In 1965, John Porter published his influential sociological study, Vertical Mosaic: An Analysis of Social Class and Power in Canada. Porter's book showed that some groups (e.g., those of British origin) were better off with respect to measures of income, education and health than others. For example, groups of eastern and southern European origin tended to fare less well by these measures. The worst off were the First Nations and Inuit. Porter saw this vertical arrangement as being related to power and influence in decision-making. Thus those of British origin tended to be overrepresented among the elites in government, economic and political spheres.

Porters findings have been tested in several studies since 1965 and have been modified slightly. For example, the economic disparity between ethnic groups has narrowed somewhat and Francophones are better represented in politics and government. However, the socio-economic elites in Canada remain dominated by people of British origin.

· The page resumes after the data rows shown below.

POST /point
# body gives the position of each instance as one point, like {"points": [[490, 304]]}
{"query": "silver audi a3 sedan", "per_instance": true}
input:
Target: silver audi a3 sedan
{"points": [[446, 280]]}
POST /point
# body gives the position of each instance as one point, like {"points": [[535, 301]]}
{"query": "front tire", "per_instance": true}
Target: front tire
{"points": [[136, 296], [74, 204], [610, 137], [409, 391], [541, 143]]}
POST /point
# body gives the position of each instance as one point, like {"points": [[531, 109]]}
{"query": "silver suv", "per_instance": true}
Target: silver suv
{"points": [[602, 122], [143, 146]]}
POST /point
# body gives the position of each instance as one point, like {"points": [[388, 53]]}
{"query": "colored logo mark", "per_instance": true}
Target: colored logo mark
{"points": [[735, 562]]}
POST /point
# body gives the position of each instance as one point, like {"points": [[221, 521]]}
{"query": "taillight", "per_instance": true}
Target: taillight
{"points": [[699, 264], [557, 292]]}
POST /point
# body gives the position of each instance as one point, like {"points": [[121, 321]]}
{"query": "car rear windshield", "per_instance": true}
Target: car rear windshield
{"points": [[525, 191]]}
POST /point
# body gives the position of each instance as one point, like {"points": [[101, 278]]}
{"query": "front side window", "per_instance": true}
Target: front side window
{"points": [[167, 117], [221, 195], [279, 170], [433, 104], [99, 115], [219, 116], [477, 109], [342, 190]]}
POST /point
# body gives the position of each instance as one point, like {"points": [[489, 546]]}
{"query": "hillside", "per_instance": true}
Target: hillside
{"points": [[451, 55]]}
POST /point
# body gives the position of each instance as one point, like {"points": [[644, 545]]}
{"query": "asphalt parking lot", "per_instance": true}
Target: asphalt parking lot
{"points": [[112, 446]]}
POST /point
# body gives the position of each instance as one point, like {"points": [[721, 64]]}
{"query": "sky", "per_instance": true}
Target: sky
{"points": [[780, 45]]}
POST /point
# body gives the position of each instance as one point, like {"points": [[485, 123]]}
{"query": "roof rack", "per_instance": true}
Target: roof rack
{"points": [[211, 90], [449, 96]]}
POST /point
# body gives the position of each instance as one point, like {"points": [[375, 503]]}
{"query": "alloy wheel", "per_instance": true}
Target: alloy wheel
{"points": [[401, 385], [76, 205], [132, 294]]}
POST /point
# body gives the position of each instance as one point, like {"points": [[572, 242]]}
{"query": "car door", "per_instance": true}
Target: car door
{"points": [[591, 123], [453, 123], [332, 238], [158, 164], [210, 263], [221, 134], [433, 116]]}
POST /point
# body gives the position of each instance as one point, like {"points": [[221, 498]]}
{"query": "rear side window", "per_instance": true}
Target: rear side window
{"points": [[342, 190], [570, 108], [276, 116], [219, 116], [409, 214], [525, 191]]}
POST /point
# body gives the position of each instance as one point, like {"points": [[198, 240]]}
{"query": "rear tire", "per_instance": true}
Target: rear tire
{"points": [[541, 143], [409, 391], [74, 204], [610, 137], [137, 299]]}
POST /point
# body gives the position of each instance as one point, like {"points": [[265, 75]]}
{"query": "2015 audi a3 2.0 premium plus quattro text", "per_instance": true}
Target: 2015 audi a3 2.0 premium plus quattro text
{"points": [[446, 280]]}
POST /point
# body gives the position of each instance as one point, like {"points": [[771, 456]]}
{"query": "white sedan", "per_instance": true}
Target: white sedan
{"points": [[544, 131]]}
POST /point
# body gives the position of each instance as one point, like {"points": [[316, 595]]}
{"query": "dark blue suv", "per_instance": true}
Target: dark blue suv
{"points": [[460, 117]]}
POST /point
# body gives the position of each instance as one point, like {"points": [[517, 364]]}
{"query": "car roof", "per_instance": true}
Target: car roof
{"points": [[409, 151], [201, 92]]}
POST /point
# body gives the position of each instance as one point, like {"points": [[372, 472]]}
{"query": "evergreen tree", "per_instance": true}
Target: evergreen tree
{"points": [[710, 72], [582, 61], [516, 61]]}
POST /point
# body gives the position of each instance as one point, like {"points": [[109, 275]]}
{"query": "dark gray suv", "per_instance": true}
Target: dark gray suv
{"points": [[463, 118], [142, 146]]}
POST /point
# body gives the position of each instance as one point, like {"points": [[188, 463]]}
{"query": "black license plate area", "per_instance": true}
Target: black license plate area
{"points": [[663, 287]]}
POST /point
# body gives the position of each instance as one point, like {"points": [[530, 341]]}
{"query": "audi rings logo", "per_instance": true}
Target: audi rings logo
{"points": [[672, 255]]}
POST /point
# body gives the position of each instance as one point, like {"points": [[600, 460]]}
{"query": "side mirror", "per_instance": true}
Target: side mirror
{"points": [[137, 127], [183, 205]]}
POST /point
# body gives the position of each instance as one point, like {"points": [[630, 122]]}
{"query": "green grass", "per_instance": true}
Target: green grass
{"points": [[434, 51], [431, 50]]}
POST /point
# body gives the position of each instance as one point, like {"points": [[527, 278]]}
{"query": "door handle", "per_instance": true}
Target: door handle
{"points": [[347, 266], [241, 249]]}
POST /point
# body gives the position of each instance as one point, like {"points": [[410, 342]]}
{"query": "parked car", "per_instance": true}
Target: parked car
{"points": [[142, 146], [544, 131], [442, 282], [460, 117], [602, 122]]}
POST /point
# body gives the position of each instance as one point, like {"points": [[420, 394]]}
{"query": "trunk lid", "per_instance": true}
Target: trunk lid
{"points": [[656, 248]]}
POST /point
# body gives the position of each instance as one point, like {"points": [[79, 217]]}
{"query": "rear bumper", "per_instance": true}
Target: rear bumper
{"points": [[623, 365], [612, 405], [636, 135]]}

Since the beginning of the 20th century, Canada has been one of the world's major immigrant-receiving societies. Until the 1960s immigrants were expected to assimilate into the mainstream society. Arriving as it did at during a time of social upheaval, Porter's work had a marked influence on Canadian social policy. The view of Canada as a mosaic of cultures became the basis for the Trudeau government's multiculturalism policies in the early 1970s.

The Canadian government established the Official Multiculturalism Act in 1971 and appointed a minister responsible for multiculturalism in 1972. In 1973 a Canadian Multiculturalism Council was established, along with a Multiculturalism Branch within the Department of the Secretary of State.

The "cultural mosaic" theory is not without critics. Some pundits, such as the Globe and Mail's Jeffrey Simpson, and Carleton University journalism professor, Andrew Cohen have argued that the entire Melting Pot / Mosaic dynamic is largely an imagined concept, and that there remains little measurable evidence that American or Canadian immigrants as collective groups can be proven to be more or less "assimilated" or "multicultural" than each other. Many conservative activists in Canada have likewise remained critical of multiculturalism as an "official" government policy. In April 2005 Michaëlle Jean (later named the Governor General) openly criticized the concept herself, accusing it of leading to the "ghettoizing" of Canadians.